Saturday, May 17, 2008

Lolz in Translation

At this point of time, it probably isn’t worth mentioning that I give no sort of regard to copyright law whatsoever, but seeing as how I’ve just started this article and have absolutely no idea how many words I can possibly crank out like a broken record, it’s my firm belief that I should just play safe and throw in a couple (it can be seen from this that my definition of couple has led to the possibility of the family line either ending here, or branching in all directions) of words here.

Abbeh has already written something along the lines of this topic, but I’m still going to write about it, so if you don’t like it, then feel free to stick your fingers in your eyes and pretend I’m writing about something else.

Before that though I should probably say that this article’s topic was a result of the mini blogger’s circle that we held on Thursday (in fact, it wasn’t so much held as passed around like some sort of diabolical potato), and it being the first blogger’s circle, there really isn’t much to compare it to so I suppose we can’t even call it mini. But the main point is that it achieved it’s purpose in giving me something to write about. And while the Daily Refusal pretty much remains in limbo, I should probably add that it might take on the form of a new blog, so keep your hopes (and suspicious) up.

It wasn’t long after we all got together at the canteen and started randomly drifting into two groups, consisting of Me and Abbeh in the first, and the other consisting of everyone else. Shudder was sort of a drifter, and if there’s one way to describe his involvement in the discussion, then I’d have to say that he was doing a cross stitch.

Abbeh brought up the topic of everyone’s favorite cake firing, portal eating fun-fest, Portal. Kylie, strongly believing that such a topic alienated everyone that wasn’t completely obsessed with Portal (No, I know, someone needs to help her), gathered her brethren and started another discussion. At this point of time me and Abbeh pretty much slogged out on an article that she found (shut up), which can be seen here:

http://digg.com/gaming_news/Portal_is_a_feminist_masterpiece_great_read

Trying to make my article feel like two articles instead of one has already been tried and pretty much failed, so allow me to summarize the article in the following way:

1. Portal is feminist.
2. The portal gun is analogous to vagoo.
3. GlaDOS is a maternal figure.
4. The Cube is a paternal figure, which is later incinerated.
5. Ergo ergo ergo, QED, W5, Portal hates 49 percent of the world’s population.

All the allegories drawn in that article were pretty much viable, save for number 4. While I would have accepted the analogy of the Cube being representative of emotional burden or emotion itself, I never thought of the Cube as a father figure (and I refuse to acknowledge that floozy of a pyramid) to begin with, and still can’t.
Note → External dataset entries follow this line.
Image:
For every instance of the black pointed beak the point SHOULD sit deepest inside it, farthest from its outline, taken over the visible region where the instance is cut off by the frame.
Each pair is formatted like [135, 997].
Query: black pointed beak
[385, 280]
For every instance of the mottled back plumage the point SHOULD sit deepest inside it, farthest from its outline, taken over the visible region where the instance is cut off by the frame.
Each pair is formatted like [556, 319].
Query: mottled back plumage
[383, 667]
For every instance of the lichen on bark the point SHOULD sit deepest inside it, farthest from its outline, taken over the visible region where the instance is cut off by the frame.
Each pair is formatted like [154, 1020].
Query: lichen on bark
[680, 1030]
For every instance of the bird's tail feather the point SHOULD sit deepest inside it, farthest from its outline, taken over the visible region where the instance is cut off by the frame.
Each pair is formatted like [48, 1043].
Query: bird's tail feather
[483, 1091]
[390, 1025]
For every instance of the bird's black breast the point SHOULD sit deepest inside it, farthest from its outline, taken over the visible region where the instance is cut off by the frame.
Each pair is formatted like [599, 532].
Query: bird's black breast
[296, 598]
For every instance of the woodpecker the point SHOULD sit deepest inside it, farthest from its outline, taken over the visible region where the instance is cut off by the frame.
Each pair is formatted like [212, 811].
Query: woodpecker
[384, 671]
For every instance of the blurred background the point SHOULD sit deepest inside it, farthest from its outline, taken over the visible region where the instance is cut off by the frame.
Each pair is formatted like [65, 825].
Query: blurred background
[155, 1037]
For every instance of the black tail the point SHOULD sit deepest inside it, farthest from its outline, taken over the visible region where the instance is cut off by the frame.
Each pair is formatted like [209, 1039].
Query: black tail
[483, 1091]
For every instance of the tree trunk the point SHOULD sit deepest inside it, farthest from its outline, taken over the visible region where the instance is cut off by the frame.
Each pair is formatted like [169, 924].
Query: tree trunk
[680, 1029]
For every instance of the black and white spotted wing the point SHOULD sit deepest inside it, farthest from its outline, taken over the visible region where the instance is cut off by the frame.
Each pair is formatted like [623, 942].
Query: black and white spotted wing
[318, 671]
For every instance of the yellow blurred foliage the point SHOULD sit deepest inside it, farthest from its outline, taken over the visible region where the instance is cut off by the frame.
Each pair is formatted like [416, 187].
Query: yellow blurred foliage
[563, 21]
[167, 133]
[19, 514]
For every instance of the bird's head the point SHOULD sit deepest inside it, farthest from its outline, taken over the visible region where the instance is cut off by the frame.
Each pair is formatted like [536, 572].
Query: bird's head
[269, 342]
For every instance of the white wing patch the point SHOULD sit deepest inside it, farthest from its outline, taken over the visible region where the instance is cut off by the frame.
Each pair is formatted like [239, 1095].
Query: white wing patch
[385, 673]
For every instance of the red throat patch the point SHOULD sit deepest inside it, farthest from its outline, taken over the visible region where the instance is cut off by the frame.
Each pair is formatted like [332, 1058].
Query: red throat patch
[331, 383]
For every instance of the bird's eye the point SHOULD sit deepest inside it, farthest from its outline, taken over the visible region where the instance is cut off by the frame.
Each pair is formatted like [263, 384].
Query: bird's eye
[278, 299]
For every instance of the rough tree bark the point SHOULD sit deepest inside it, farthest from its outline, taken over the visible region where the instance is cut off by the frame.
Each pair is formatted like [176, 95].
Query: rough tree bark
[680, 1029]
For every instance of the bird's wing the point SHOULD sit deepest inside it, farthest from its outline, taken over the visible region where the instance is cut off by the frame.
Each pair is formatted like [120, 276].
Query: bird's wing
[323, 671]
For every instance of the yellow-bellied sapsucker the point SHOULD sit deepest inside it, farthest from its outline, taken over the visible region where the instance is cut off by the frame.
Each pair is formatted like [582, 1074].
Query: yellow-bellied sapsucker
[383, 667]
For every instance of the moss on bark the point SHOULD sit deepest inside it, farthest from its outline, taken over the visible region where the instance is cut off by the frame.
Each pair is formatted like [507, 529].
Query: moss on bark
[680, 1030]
And while it is true that all the other allegories drawn are less masculine in nature than the other elements you see in other first person shooters, and give it a more female friendly atmosphere, if you take away the allegory of the Cube, you pretty much tone down or entirely remove the element of feminism.

It’s at this point of time where the topic of over-interpretation comes in.
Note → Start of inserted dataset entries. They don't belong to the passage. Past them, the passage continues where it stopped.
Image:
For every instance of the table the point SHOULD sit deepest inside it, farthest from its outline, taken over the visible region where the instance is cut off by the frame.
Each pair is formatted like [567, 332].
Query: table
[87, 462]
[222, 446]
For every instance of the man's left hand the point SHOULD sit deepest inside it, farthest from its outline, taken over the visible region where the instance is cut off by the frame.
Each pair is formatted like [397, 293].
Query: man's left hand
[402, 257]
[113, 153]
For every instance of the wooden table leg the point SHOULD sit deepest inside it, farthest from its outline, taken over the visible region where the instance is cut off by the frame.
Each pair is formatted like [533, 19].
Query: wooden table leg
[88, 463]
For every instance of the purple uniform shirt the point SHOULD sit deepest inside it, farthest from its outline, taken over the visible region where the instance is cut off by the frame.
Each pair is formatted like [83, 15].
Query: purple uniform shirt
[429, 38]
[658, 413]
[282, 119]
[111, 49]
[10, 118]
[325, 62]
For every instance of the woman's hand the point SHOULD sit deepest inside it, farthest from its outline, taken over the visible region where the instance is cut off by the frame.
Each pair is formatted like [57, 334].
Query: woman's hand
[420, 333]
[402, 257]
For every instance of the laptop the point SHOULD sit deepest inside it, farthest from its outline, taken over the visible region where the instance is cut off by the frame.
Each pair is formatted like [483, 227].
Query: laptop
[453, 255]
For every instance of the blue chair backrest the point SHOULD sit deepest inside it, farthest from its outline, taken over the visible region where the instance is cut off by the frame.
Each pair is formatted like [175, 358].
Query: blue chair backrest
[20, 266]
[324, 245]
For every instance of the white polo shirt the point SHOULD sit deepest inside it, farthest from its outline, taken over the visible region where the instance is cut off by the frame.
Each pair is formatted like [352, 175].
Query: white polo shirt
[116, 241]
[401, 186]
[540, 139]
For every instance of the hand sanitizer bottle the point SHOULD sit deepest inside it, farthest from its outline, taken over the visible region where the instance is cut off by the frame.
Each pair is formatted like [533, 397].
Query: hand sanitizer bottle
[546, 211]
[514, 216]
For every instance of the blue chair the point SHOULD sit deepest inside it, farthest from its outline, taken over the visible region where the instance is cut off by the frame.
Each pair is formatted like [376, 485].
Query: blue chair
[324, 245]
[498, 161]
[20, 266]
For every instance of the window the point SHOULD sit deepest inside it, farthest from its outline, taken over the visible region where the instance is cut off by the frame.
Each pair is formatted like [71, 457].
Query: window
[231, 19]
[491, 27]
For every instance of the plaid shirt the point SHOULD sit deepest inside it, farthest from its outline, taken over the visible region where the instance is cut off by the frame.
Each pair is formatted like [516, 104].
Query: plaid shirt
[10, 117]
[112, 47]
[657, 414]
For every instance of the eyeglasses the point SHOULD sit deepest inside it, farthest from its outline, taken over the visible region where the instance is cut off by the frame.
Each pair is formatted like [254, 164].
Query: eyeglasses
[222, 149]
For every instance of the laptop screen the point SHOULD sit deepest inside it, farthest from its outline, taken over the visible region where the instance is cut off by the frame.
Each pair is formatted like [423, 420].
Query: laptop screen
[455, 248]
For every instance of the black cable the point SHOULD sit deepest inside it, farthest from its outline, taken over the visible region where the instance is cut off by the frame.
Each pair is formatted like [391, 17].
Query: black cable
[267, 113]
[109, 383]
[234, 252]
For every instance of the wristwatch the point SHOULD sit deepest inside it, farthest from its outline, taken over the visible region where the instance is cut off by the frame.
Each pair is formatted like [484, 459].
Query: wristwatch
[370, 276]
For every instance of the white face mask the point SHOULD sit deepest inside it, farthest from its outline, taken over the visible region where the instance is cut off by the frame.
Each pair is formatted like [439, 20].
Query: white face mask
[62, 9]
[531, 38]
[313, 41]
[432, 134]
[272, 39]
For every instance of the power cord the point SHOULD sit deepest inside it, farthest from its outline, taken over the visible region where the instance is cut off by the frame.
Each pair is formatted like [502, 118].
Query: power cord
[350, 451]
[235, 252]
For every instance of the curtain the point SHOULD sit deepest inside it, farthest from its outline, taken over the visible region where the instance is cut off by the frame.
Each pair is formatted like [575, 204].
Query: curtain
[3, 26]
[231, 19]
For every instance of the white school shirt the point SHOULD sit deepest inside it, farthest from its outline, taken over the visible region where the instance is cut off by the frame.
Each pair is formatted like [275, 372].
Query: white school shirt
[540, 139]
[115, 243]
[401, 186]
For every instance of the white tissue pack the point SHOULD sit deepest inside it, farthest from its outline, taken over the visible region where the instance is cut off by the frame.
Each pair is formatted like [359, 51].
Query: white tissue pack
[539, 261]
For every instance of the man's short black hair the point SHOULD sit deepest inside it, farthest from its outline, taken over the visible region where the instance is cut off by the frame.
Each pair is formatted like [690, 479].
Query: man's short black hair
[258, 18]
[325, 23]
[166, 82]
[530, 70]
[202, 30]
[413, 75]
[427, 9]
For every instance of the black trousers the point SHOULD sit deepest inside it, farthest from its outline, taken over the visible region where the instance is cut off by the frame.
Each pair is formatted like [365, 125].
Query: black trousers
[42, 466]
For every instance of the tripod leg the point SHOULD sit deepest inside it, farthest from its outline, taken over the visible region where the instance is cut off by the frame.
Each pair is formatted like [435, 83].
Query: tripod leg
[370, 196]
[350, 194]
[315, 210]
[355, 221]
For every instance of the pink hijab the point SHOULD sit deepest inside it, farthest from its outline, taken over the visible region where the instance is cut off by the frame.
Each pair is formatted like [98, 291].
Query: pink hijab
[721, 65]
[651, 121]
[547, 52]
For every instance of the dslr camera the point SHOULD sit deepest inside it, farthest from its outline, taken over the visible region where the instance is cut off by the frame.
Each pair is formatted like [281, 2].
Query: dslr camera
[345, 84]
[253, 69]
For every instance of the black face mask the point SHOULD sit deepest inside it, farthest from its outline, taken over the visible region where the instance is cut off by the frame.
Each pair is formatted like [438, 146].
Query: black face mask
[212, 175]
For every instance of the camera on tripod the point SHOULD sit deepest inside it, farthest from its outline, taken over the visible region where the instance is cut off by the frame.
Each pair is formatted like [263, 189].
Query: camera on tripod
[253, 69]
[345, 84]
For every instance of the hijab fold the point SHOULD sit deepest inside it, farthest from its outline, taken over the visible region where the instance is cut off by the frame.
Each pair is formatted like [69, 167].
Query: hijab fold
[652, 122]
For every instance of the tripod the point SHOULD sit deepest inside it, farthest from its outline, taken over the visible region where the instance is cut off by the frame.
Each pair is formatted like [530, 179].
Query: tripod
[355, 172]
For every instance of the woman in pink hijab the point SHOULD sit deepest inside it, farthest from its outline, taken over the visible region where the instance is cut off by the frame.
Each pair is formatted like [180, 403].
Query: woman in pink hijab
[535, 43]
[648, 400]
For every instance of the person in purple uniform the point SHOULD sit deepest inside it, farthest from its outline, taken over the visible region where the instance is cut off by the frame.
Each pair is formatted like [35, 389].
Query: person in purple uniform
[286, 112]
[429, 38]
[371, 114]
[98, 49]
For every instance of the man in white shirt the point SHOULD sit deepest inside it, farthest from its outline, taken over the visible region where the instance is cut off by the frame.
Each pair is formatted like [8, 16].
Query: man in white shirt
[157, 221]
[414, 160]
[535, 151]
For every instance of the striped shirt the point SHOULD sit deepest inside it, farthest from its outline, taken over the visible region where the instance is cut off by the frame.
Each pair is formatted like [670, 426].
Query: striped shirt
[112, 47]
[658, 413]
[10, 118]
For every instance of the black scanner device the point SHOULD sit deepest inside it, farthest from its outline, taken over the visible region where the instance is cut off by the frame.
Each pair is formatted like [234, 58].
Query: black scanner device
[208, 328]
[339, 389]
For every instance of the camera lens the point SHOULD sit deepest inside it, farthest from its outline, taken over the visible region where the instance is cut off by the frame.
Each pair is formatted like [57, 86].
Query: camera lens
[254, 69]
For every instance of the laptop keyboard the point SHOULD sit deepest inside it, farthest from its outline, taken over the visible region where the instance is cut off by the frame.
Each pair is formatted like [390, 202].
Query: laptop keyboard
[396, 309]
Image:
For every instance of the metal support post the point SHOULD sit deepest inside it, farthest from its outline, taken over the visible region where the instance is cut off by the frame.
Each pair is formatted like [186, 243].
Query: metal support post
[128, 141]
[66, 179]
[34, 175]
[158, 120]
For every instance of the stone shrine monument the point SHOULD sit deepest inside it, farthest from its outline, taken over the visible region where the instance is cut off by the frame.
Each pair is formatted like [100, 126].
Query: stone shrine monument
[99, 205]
One just can’t help but feel that the author of that article is just trying too hard to get that interpretation out of Portal, despite the fact that Valve might be half composed of curly mustaches with matching berets, with bodies to go along with them.

In other words, how far can one go before in his (take that, Portal) interpretations before they can be considered “too far”?

Some might suggest that the point where the interpretations are no longer of the author’s intentions might be a limit, but then you have works like those in visual arts, where the works don’t have a definite interpretation, and are just left there for the sake of making you think (once in a long while).

So does this mean that any work can be used as a basis for any argument, provided that the one using it can provide proper justifications for such a link? And I believe that given enough backflips and literary spasms, a link can be made between the most distant of things, such as children and childhood, or holidays and enjoyment. Given enough effort, such links can be made.

Probably not. While such links can be made, the limit to which these links are believable would be dependant on the audience.

But to a certain extent, such as in milder examples, like the article above, certain stretches can be made, and while I do find that disagreeable, it really all matters on how much I find it believable, and that pretty much varies from person to person.

So not having enough motivation to link this to the topic of peer pressure and the power of the majority, let’s just end this article here, and go back to whatever it was that we were doing, be it writing another article or making fun of the opposite gender.